Seriously, why should the view have to do this?
Map your core model which has the date time object to your mvc view model.
//core model
public class Person
{
public DateTime? BirthDate { get; set;}
}
//view model
public class PersonForm
{
public string BirthDate { get; set; }
}
So mapping might look like:
public interface IDomainToViewMapper<TModel, TViewModel>
{
/// <summary>
/// Use an automapper or custom implementation to map domain model to presentation model.
/// </summary>
/// <param name="source">domain model</param>
/// <returns>presentation model</returns>
TViewModel MapDomainToView(TModel source);
}
public interface IPersonMapper : IDomainToViewMapper<Person, PersonForm>
{
}
public class PersonMapper : IPersonMapper
{
#region IDomainToViewMapper<Person,PersonForm> Members
public PersonForm MapDomainToView(Person source)
{
PersonForm p = new PersonForm();
if (source.BirthDate.HasValue)
{
p.BirthDate = source.BirthDate.Value.ToShortDateString();
}
return p;
}
#endregion
}
And your controller action might look like:
public ActionResult Index()
{
Person person = //get person;
var personForm = _personMapper.MapDomainToView(person);
return View(personForm)
}
You won't have to change your view example at all then.

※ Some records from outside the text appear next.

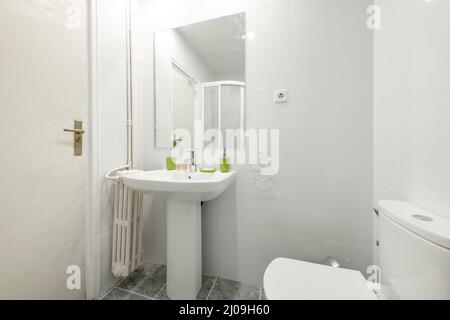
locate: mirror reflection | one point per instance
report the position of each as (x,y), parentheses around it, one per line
(200,80)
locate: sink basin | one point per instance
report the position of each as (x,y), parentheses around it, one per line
(192,187)
(184,193)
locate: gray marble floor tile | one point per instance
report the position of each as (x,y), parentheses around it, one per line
(148,280)
(231,290)
(202,295)
(117,294)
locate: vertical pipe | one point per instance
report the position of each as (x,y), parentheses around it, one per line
(129,63)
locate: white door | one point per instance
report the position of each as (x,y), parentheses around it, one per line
(43,186)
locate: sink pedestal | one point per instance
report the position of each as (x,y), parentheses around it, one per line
(184,249)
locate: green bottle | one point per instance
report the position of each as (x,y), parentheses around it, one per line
(224,162)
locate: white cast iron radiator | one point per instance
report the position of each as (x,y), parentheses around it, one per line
(127,228)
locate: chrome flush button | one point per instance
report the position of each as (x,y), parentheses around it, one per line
(422,218)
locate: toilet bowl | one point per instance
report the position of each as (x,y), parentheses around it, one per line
(414,263)
(287,279)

From Chapter 2, MVC 2 in Action (Manning)
public class CustomerSummary
{
public string Name { get; set; }
public bool Active { get; set; }
public string ServiceLevel { get; set; }
public string OrderCount { get; set;}
public string MostRecentOrderDate { get; set; }
}
This model is intentionally simple; it consists mostly of strings. That’s what we’re representing,
after all: text on a page. The logic that displays the data in this object will be
straightforward; the view will only output it. The presentation model is designed to
minimize decision making in the view.